In this post I review the artice Deep Residual Learning for Image Recognition (link to arXiv) that won the 1st place in the ILSVRC 2015 classification task (ImageNet)[1] with 3.57% top-5 error, using a CNN containing 152 layers (!), but with a reasonable computational time (less than previous models, such as VGG-19, that contained 19 layers[2]). This architecture was also used to achieve 1st place in the ImageNet detection and localization, as well as 1st place in the COCO 2015 competitions [3] (in detection and segmentation). That’s quite an impressive feat.

Summary of the paper

The central idea of this paper is to explore network depth, and in particular, how to be able to train networks with hundreds of layers. Experimental results (from previous research) demonstrate the benefits of depth in Convolutional Neural Networks. However, training deeper networks present some challenges. One problem is the vanishing/exploding gradients - which has been handled to a large extent with Batch Normalization [4]. However, even with gradients properly flowing to the first layers, naively training deeper and deeper networks does not usually increase performance. As the authors note, as we increase depth, accuracy saturates, and then degrades rapidly. Most surprisingly, not only the testing error gets worse, but the training error as well. However, consider the following insight: if we train a network with L layers, we could have a network with L + n layers, where the last n layers are the identity mapping. Clearly, this network has the same error as the the one with L layers, and optimizing it should get us a lower (or equal) training error. However, training a network with L + n layers from scratch often gives worse training performance than a network with L layers, showing that some networks are harder to optimize.

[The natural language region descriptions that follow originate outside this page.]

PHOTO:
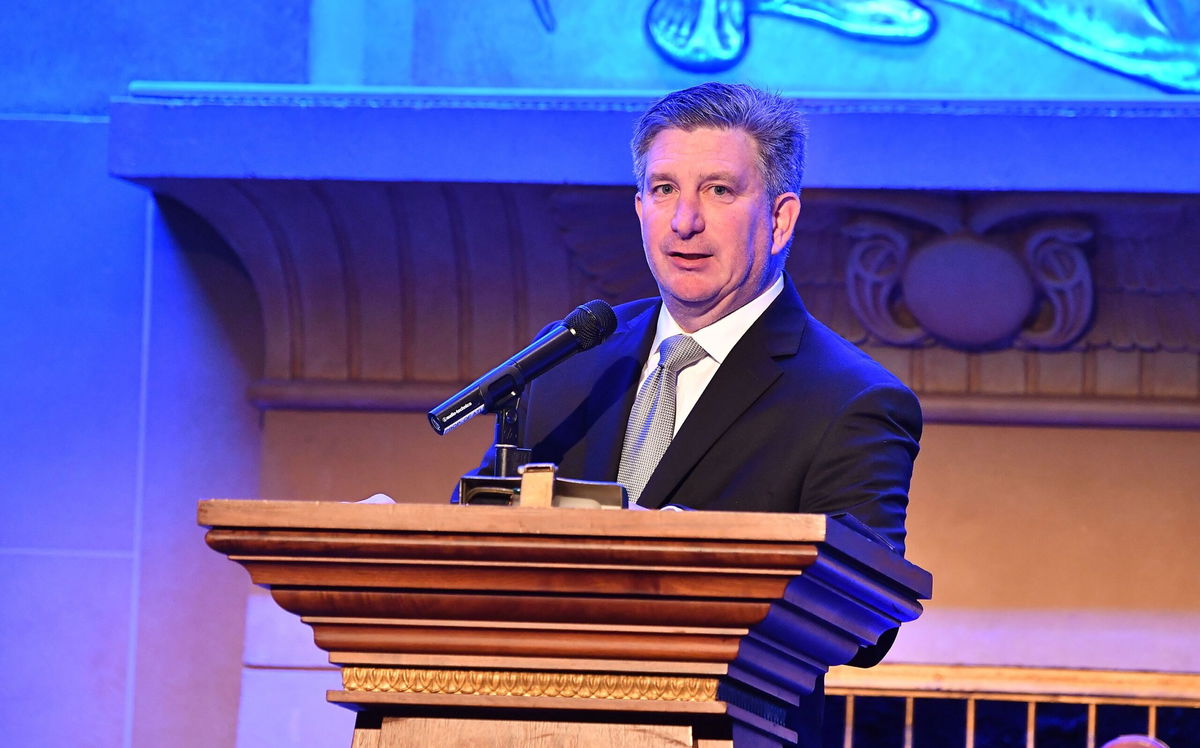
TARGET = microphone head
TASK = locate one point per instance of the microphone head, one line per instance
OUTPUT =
(591, 323)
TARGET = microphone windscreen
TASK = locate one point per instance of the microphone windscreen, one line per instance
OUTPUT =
(592, 323)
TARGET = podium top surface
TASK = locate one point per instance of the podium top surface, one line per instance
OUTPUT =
(732, 527)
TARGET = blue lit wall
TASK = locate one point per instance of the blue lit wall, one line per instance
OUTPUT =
(129, 335)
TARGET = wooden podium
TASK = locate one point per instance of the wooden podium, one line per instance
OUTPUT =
(516, 626)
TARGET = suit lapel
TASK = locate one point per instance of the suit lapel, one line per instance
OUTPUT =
(742, 378)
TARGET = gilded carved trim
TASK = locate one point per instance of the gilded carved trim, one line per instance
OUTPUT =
(529, 683)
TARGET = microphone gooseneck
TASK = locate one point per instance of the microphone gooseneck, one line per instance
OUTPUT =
(585, 328)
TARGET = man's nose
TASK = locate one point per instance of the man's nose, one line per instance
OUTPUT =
(688, 219)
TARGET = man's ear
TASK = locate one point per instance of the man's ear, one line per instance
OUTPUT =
(784, 215)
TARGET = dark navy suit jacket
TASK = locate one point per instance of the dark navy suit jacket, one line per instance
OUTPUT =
(796, 419)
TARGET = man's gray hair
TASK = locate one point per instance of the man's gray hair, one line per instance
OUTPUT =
(773, 123)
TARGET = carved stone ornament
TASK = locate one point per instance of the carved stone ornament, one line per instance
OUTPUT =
(967, 291)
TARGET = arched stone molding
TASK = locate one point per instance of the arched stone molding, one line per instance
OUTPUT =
(388, 295)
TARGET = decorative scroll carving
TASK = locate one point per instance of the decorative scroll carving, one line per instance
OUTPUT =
(529, 683)
(970, 291)
(383, 295)
(1061, 270)
(873, 280)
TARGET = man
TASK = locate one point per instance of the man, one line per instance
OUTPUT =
(771, 411)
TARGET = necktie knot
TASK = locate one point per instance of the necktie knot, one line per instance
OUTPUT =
(652, 420)
(678, 352)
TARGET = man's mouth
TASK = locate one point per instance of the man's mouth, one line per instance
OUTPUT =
(689, 255)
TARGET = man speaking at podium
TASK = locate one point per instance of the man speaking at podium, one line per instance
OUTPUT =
(725, 394)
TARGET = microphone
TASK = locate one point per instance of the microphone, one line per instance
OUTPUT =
(582, 329)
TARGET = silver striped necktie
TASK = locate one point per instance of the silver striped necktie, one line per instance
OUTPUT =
(652, 420)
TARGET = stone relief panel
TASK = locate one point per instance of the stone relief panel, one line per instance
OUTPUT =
(385, 295)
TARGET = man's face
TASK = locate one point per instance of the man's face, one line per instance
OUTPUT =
(712, 237)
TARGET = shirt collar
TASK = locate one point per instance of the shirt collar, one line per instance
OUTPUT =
(720, 336)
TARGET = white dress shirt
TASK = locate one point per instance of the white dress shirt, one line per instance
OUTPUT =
(717, 340)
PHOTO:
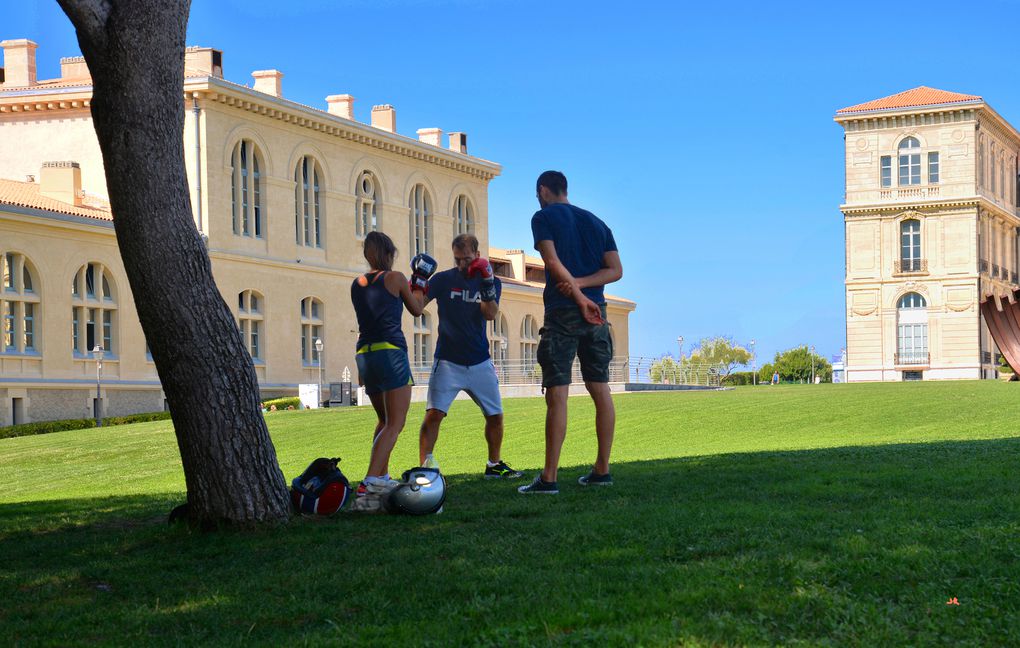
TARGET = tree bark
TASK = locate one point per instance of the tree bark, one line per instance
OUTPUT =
(135, 50)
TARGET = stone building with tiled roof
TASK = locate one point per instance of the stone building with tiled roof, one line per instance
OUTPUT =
(931, 221)
(284, 194)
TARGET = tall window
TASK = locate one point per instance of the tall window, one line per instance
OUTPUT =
(912, 330)
(307, 205)
(886, 172)
(910, 245)
(463, 215)
(311, 329)
(528, 342)
(365, 214)
(18, 305)
(93, 309)
(422, 340)
(910, 161)
(246, 190)
(251, 307)
(420, 204)
(498, 339)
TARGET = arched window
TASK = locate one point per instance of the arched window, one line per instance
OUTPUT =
(910, 246)
(18, 305)
(93, 310)
(365, 210)
(251, 317)
(420, 204)
(246, 190)
(463, 215)
(910, 161)
(311, 329)
(422, 340)
(498, 339)
(912, 330)
(307, 205)
(528, 342)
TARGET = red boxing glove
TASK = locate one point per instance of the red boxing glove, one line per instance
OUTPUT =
(419, 284)
(479, 267)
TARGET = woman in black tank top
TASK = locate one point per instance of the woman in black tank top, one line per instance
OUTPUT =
(378, 298)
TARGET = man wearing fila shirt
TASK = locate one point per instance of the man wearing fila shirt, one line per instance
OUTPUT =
(468, 296)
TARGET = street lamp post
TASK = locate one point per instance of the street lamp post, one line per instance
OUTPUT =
(318, 353)
(97, 354)
(812, 364)
(679, 358)
(754, 365)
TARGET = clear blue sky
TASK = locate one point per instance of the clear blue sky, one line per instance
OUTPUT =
(702, 133)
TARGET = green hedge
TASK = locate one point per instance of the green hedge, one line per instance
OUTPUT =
(46, 427)
(283, 403)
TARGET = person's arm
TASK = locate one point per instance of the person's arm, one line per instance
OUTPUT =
(559, 273)
(414, 300)
(612, 270)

With this insight, the authors propose to address this “degradation problem” by letting the layers learn a residual mapping. That is, instead of the layers learning a transformation \(\mathcal{H}(\textbf{x})\), they consider that this transformation breaks down as the input plus a residual: \(\mathcal{H}(\textbf{x}) = \textbf{x} + \mathcal{F}(\textbf{x})\), and learn \(\mathcal{F}(\textbf{x})\) only. The authors argue that, in the extreme case, where the identity mapping is optimal, it is easier for the layers to learn \(\mathcal{F}(\textbf{x}) = \textbf{0}\) than to learn an identity tranformation (from a stack of non-linear layers).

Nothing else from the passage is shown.